Pero un día que, como había sido de manera
insistente a lo largo de mi proceso, fui a la agencia de seguros dónde tenía
contratada mi prima de vida, me ocurrió un hecho trascendental. Me recibió esa
vez el director, que de forma amable me hizo pasar a su despacho. Cerró la
puerta y después de guiñar su ojo izquierdo, me puso al corriente de la
situación.
—Señor Barrachina —empezó—, después de
estudiar minuciosamente su solicitud de rescate de la mitad del seguro de vida
que, de acuerdo a sus revelaciones, nos reclama, yo, de manera personal, he
tomado una resolución.
Incliné mi lado izquierdo hacia delante
mientras su opuesto parecía ser ajeno a los hechos que estaban a punto de
suceder. Le miré sin perspectiva y prosiguió.

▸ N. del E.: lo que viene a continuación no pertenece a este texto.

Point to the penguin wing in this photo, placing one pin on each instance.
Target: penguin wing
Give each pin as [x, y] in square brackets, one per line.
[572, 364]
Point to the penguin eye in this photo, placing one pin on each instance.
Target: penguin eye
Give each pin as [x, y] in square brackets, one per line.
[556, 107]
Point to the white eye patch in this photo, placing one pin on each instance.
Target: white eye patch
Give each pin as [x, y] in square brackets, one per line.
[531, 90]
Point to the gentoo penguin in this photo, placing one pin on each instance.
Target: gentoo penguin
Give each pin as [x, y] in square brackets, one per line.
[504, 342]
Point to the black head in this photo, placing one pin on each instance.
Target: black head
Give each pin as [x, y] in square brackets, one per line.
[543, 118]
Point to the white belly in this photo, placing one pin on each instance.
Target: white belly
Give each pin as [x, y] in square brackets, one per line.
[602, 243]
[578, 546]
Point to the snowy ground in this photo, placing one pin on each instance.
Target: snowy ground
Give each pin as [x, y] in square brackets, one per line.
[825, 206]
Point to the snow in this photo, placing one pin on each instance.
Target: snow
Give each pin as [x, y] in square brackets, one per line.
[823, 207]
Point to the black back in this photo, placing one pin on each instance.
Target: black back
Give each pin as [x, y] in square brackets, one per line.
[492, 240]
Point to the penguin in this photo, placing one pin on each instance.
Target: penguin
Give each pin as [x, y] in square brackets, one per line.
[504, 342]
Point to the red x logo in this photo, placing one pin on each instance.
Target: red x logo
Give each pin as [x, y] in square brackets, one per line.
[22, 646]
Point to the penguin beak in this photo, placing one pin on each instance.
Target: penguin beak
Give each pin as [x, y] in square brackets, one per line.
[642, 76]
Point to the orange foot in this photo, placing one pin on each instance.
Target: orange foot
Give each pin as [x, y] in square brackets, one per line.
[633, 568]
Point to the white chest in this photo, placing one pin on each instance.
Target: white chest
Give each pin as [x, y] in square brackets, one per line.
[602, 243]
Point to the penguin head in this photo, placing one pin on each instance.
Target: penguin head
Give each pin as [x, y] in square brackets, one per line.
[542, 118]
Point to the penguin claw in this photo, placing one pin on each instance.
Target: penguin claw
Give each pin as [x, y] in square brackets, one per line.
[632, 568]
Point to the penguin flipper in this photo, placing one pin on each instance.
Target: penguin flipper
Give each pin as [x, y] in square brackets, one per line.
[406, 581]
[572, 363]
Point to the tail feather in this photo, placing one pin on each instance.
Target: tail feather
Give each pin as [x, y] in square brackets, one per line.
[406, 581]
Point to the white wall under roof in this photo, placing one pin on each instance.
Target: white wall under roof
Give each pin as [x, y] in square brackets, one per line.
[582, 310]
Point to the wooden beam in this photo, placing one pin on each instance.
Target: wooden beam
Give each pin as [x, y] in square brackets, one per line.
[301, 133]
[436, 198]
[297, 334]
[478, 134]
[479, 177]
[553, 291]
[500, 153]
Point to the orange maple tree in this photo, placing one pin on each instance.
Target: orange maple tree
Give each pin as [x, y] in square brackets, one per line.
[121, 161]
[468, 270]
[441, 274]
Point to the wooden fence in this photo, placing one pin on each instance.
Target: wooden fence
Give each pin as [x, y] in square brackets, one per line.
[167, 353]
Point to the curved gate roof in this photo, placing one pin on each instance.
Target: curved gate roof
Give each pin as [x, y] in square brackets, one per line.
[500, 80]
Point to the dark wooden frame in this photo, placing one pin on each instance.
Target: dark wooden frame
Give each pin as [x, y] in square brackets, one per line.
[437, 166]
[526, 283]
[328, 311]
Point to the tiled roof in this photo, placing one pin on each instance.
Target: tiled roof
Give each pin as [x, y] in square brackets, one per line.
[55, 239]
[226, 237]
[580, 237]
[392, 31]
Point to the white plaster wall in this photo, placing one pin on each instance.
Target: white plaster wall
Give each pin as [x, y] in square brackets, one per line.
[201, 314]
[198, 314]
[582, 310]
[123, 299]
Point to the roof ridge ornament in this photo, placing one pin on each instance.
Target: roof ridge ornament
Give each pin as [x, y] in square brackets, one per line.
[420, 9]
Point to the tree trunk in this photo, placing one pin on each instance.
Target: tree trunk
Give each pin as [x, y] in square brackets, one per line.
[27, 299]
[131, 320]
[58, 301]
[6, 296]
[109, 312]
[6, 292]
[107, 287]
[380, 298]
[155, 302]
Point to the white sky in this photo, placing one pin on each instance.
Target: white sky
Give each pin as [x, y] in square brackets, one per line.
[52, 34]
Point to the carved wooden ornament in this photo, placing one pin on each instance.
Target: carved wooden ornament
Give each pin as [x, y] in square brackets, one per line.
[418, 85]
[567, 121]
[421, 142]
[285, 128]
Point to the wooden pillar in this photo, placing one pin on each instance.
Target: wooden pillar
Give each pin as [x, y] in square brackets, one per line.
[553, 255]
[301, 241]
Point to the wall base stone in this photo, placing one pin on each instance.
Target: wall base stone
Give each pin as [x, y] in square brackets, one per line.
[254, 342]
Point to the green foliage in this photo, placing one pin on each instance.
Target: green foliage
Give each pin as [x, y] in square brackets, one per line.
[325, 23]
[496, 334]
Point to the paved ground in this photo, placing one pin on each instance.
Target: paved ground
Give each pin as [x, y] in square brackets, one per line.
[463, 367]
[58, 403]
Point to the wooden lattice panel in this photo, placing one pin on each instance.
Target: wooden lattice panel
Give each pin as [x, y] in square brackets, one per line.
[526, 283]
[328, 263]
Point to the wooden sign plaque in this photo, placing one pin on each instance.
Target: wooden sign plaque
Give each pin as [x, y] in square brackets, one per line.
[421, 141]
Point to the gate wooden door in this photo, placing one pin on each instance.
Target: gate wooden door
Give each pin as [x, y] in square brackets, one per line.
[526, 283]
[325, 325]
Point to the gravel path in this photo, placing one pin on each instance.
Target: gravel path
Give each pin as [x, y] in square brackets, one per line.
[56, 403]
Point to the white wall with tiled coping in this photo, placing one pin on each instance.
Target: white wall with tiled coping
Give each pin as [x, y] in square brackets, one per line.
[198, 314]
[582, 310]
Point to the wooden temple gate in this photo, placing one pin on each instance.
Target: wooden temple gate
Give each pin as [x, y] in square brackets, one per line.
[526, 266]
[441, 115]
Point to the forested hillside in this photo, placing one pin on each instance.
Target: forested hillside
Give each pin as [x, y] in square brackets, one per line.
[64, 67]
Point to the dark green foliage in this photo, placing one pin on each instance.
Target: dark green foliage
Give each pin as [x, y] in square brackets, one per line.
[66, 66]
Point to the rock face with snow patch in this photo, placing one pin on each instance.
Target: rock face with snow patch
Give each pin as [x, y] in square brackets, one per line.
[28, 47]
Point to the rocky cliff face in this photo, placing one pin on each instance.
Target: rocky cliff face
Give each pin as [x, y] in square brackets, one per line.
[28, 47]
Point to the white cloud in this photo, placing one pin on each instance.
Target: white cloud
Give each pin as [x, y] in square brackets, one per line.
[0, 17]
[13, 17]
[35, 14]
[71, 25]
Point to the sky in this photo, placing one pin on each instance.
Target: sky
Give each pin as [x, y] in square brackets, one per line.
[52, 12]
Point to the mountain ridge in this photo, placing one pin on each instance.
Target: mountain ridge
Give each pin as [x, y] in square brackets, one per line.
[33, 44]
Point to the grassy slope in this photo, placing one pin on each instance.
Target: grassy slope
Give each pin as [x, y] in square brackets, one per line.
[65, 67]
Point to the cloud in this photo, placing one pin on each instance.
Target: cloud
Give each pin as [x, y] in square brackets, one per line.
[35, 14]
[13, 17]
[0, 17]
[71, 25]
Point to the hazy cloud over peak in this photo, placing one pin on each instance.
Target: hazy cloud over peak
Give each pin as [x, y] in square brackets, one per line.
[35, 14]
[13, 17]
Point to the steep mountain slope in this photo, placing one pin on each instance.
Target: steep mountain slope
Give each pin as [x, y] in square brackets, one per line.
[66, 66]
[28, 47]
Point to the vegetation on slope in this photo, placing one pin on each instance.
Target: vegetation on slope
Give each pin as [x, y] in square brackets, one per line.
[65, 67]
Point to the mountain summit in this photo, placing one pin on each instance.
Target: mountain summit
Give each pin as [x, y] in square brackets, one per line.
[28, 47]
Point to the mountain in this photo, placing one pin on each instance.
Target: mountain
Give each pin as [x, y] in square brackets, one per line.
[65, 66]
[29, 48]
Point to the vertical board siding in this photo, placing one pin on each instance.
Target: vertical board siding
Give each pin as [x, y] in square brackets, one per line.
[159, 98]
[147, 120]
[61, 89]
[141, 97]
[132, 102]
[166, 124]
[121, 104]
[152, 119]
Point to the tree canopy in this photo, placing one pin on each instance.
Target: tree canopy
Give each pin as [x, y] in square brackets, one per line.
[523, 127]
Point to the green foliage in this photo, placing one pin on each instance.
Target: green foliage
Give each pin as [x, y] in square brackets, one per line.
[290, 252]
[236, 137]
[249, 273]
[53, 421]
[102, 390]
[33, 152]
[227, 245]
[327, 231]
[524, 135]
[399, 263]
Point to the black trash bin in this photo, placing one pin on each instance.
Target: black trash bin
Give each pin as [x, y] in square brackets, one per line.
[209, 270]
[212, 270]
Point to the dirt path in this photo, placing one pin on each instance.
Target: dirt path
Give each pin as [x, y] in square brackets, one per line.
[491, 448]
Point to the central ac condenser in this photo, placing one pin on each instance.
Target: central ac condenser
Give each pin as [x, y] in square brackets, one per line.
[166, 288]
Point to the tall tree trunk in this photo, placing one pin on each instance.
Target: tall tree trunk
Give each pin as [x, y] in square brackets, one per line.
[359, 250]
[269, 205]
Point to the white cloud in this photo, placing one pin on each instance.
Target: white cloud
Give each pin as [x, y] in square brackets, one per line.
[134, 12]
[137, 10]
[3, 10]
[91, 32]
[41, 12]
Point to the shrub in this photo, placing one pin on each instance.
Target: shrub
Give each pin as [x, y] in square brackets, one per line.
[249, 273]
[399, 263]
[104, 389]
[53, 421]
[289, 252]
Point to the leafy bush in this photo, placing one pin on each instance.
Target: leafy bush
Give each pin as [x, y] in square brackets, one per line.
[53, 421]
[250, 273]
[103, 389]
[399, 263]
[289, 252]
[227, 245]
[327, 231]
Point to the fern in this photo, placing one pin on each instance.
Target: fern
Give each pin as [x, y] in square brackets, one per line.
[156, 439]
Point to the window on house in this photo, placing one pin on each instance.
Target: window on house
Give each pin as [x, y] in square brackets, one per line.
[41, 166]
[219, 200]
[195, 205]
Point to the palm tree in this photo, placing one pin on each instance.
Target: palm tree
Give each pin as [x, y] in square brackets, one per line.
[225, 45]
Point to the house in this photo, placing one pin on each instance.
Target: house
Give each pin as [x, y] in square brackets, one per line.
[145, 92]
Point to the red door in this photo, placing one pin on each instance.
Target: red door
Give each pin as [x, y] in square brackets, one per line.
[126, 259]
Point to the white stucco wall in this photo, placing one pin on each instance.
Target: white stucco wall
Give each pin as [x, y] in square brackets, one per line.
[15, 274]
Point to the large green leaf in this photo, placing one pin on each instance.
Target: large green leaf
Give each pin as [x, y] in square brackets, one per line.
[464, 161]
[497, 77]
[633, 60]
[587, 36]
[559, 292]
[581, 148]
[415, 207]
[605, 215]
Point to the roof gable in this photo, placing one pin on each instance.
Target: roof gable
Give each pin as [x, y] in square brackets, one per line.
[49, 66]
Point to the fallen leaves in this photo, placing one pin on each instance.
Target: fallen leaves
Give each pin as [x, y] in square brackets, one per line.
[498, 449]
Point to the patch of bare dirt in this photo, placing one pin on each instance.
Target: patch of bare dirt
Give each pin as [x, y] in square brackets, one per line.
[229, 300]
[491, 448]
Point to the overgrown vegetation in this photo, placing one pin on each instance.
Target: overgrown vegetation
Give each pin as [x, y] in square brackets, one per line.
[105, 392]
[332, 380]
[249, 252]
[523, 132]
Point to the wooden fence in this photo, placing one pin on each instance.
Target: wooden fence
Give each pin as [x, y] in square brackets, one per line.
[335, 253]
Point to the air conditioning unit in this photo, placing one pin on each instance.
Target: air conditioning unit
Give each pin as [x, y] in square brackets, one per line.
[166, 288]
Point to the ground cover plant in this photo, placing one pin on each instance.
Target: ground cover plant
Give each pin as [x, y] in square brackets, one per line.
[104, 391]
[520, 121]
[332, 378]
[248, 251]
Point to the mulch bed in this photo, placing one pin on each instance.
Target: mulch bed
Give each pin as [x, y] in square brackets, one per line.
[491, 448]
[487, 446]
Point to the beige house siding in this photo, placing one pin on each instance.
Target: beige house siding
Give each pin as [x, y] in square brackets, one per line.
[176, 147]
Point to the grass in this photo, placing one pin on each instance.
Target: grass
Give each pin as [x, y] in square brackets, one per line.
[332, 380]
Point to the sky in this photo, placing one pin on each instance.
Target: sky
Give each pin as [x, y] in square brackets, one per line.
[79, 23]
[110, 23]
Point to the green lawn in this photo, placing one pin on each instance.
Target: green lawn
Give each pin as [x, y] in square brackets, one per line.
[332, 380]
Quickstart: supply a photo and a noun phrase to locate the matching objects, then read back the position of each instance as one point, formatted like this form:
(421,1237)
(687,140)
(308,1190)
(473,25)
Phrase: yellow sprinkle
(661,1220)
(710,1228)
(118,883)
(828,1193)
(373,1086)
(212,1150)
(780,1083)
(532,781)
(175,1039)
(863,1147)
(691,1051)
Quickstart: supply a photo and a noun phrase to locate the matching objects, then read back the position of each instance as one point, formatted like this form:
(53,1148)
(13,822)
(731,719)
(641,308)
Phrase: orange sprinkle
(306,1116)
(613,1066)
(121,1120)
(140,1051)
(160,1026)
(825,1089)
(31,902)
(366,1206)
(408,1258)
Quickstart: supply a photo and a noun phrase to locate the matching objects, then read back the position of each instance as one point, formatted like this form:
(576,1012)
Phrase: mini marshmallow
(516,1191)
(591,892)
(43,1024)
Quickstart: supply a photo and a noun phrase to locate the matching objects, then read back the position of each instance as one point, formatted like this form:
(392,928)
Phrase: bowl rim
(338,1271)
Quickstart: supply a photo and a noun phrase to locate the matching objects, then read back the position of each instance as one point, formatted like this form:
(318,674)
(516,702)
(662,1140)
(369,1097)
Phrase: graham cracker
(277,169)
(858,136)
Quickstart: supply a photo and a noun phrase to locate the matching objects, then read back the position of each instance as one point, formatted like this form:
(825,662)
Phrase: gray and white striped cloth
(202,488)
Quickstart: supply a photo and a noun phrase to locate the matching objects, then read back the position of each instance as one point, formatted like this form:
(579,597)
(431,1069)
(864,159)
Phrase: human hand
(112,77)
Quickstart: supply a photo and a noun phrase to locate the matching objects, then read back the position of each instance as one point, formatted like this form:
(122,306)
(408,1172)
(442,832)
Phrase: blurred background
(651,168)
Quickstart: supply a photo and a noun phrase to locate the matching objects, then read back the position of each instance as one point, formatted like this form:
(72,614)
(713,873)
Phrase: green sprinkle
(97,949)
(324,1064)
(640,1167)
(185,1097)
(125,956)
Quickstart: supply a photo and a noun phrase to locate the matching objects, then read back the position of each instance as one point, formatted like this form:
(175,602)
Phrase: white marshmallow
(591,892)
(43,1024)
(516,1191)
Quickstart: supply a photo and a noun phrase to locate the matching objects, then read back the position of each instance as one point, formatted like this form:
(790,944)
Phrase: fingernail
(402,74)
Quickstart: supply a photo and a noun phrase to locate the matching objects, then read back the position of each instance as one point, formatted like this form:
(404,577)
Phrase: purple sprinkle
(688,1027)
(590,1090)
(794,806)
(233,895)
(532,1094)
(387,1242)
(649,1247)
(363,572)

—He decidido que, aún sin carecer de
informes médicos forenses o de servicios funerarios, que avalen su delicada
situación —continuó volviendo a guiñar un ojo para validar sus sospechas—, la
compañía le hará el ingreso de la mitad del seguro de vida que tenía contratado
con nosotros. La otra mitad quizás ya no
esté yo aquí para ver cómo se liquida.
—Estamos hablando de ciento cincuenta mil
euros —le dije.
—Efectivamente. Mañana los tendrá
ingresados en su cuenta corriente. Y, por razones obvias que usted debe
entender —concluyó mirándome sin perspectiva a mi ojo derecho—, esta
conversación no debe salir de este
despacho.
—Entiendo —contesté—. Muchas gracias por
su atención.
El dinero de la prima y la media paga que
cobro por viudedad (a mi mujer un médico especialista la ha declarado también
medio muerta) me permite vivir en una pequeña aldea dónde desarrollo con
dignidad mi pasión por la escritura. Y hoy, después de publicar mi segunda
novela, me he sentido como medio vivo.